As a student in Dr. Nix’s methods course, Luke had uncovered the story of H.L. Norris, a Baltimorean who had started to work for the B&O at age 11. Norris went on to design a refrigerated rail car for transporting milk, and he shared his profits with his community through his philanthropic efforts.
Luke has continued to conduct research into the lives of railroad workers, discovering that the family that lived in the homes that now house the Irish Railroad Workers Museum fled the potato famine to settle in Baltimore. They started out renting the property, eventually bought their home, then bought another larger home in the same neighborhood and rented this smaller property out to new arrivals.
UB grads like Luke continue to add to our understanding of our city and to the interpretation of our history to a wide audience.
On February 25, 2015 prosecutors once again failed to convict Richard P. Robinson for the murder of New York prostitute Helen Jewett. Robinson’s first trial in 1836 also ended in his acquittal.
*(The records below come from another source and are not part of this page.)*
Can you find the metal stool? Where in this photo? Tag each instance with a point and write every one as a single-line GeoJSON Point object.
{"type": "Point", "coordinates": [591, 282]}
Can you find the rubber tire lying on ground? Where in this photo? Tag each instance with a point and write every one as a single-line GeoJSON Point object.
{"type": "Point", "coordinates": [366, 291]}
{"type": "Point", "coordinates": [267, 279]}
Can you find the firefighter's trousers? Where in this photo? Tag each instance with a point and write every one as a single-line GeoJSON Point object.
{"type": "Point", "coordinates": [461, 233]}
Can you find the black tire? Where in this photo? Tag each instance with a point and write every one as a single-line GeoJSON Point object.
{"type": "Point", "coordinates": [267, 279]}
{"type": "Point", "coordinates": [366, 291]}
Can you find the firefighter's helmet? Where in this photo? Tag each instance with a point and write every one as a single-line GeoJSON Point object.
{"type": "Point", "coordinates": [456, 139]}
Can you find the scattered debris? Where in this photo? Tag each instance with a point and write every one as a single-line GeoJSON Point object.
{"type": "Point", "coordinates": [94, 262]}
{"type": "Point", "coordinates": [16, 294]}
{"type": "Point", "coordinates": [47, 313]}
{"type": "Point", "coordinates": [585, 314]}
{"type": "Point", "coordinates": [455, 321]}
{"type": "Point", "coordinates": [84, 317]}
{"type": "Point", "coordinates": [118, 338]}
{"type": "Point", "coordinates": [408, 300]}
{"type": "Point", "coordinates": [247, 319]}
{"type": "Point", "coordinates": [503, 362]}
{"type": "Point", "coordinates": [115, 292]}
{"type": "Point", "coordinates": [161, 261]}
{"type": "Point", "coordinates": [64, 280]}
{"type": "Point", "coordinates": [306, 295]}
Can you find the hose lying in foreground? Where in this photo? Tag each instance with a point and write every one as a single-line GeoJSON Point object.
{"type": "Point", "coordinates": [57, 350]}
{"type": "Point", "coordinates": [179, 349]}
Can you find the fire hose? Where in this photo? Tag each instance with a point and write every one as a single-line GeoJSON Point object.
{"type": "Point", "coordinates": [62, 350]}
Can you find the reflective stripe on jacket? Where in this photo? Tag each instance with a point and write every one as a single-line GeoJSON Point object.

The brutal killing of a beautiful and popular young woman and the trial of 19-year-old clerk Richard Robinson caused a sensation in a changing New York, a city filled with young people who had left rural communities to live unsupervised in the bustling metropolis.
Students in “Everyday Lives,” Dr. Elizabeth Nix’s social history course, researched the historical figures from the 19th century that Patricia Cohen described in The Murder of Helen Jewett, and testified as those people in class. Students had to stay true to the facts in the book, but the legal counsel had leeway to ask new questions and present arguments the historical figures had not made. Our judge for the day, Dr. Darien Ripple, listened to the evidence, and like the rest of the class was surprised when the defense made the bold decision to put the accused himself on the stand. At the end of the day, our judge agreed with his 19th century predecessor that too much doubt existed to convict the “innocent boy.”
On February 19 Professors Tom Carney and Betsy Nix were introduced to the next generation of historians at Mt. Royal Elementary/Middle School. Students in grades 6, 7, and 8 had researched a wide range of historical topics as competitors in the first round of National History Day. Dr. Carney and Dr. Nix joined other professors, teachers, politicians and community members to judge dozens of exhibits, documentaries, websites and performances that addressed this year’s theme of Leadership and Legacy. Eighteen projects from Mt. Royal will advance to the regional stage, and the national finals will be held in June in College Park.
More and more schools are participating in National History Day. This was the first year for Mt. Royal and Waverly Elementary here in Baltimore. If you love history, volunteer to judge.